Why Did the Bank of Canada Hold Rates?

The Bank of Canada said economic growth appears to have resumed after stalling, although Canada continues to face uncertainty from global trade conditions, oil prices and geopolitical developments.

The Bank’s July outlook suggested that:

  • Canada’s economy has been weak but is showing signs of improvement.
  • Economic growth is expected to strengthen.
  • Inflation is projected to move toward approximately 2%.
  • Trade policy and global geopolitical developments remain important risks.
  • Higher oil prices could create renewed inflation pressure.
  • Consumer spending has shown some resilience despite economic uncertainty.

This leaves the Bank in a difficult position.

Cutting rates too quickly could increase inflation pressure, weaken the Canadian dollar or encourage excessive borrowing. Keeping rates high for too long could further restrict consumer spending, business investment and housing activity.

Holding the rate at 2.25% allows the Bank to assess incoming inflation, employment and economic-growth data before deciding whether further cuts are appropriate.

What the Rate Hold Means for Variable-Rate Mortgages

Variable mortgage rates are usually connected to a lender’s prime rate, which generally responds to changes in the Bank of Canada’s overnight rate.

Because the policy rate was left unchanged, lenders are unlikely to make an immediate Bank of Canada-driven change to their prime rates.

The effect depends on the structure of the mortgage.

Adjustable-rate mortgage

With an adjustable-rate mortgage, the required payment typically changes when the lender’s prime rate changes.

Since the Bank held its rate:

  • The required payment will generally remain unchanged.
  • The portion going toward principal and interest should remain similar.
  • Borrowers will not receive an immediate payment reduction from this announcement.

Variable-rate mortgage with fixed payments

Some variable mortgages maintain the same payment even when interest rates change. Instead, the amount allocated toward interest and principal changes.

With no rate change:

  • The scheduled payment will normally stay the same.
  • The amortization should not be affected by a new rate adjustment.
  • Borrowers already dealing with extended amortizations may still need to review their position before renewal.

A rate hold prevents an immediate new shock, but it does not reverse the financial effects of previous rate increases.

What the Decision Means for Fixed Mortgage Rates

One of the most common misconceptions in Canadian real estate is that fixed mortgage rates automatically decline when the Bank of Canada cuts rates—or remain unchanged when it holds.

That is not necessarily true.

Fixed mortgage rates, particularly five-year terms, are influenced by factors including:

  • Government of Canada bond yields
  • Inflation expectations
  • Expectations for future Bank of Canada decisions
  • Global financial-market conditions
  • Competition among banks and mortgage lenders
  • The lender’s funding and risk-management costs

This means five-year fixed mortgage offers could move even while the policy rate remains at 2.25%.

For example, bond yields may rise if investors become concerned about inflation, government borrowing or global energy prices.
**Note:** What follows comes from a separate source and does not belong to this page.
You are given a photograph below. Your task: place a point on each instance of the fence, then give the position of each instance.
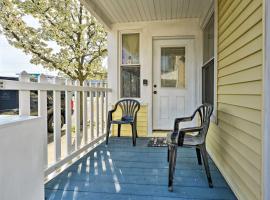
(80, 134)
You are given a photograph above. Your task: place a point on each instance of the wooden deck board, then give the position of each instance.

That could put upward pressure on fixed rates without any Bank of Canada increase.

Alternatively, fixed rates could decline if markets expect weaker economic growth or future policy-rate cuts.
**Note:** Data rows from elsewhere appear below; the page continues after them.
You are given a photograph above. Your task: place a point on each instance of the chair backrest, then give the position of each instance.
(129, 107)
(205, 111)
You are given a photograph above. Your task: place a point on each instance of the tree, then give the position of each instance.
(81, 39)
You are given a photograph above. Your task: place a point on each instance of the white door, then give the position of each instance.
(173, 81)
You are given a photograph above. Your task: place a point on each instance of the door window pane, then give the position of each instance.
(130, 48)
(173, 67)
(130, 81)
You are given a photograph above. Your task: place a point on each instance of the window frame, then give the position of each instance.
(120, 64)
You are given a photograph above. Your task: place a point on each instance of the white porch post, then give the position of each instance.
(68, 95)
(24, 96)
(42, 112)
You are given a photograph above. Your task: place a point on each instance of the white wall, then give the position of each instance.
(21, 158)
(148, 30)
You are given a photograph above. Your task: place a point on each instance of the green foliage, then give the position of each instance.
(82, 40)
The rate hold creates stability for short-term borrowing costs, but it does not freeze the entire mortgage market.

What It Means for Canadians Renewing a Mortgage

Mortgage renewals remain one of the most important financial issues facing Canadian homeowners in 2026.

The Bank of Canada previously estimated that approximately 60% of mortgage holders renewing in 2025 and 2026 could experience a payment increase compared with their December 2024 payments. Most borrowers expected to face increases held five-year fixed-rate mortgages.

The Bank estimated that, on average, monthly payments for those renewing in 2026 could be approximately 6% higher than their December 2024 payments.[3]

However, the effect will vary substantially by borrower.

Someone renewing from a mortgage rate near 2% could still face a meaningful payment increase, even though the Bank of Canada has reduced its policy rate from previous highs.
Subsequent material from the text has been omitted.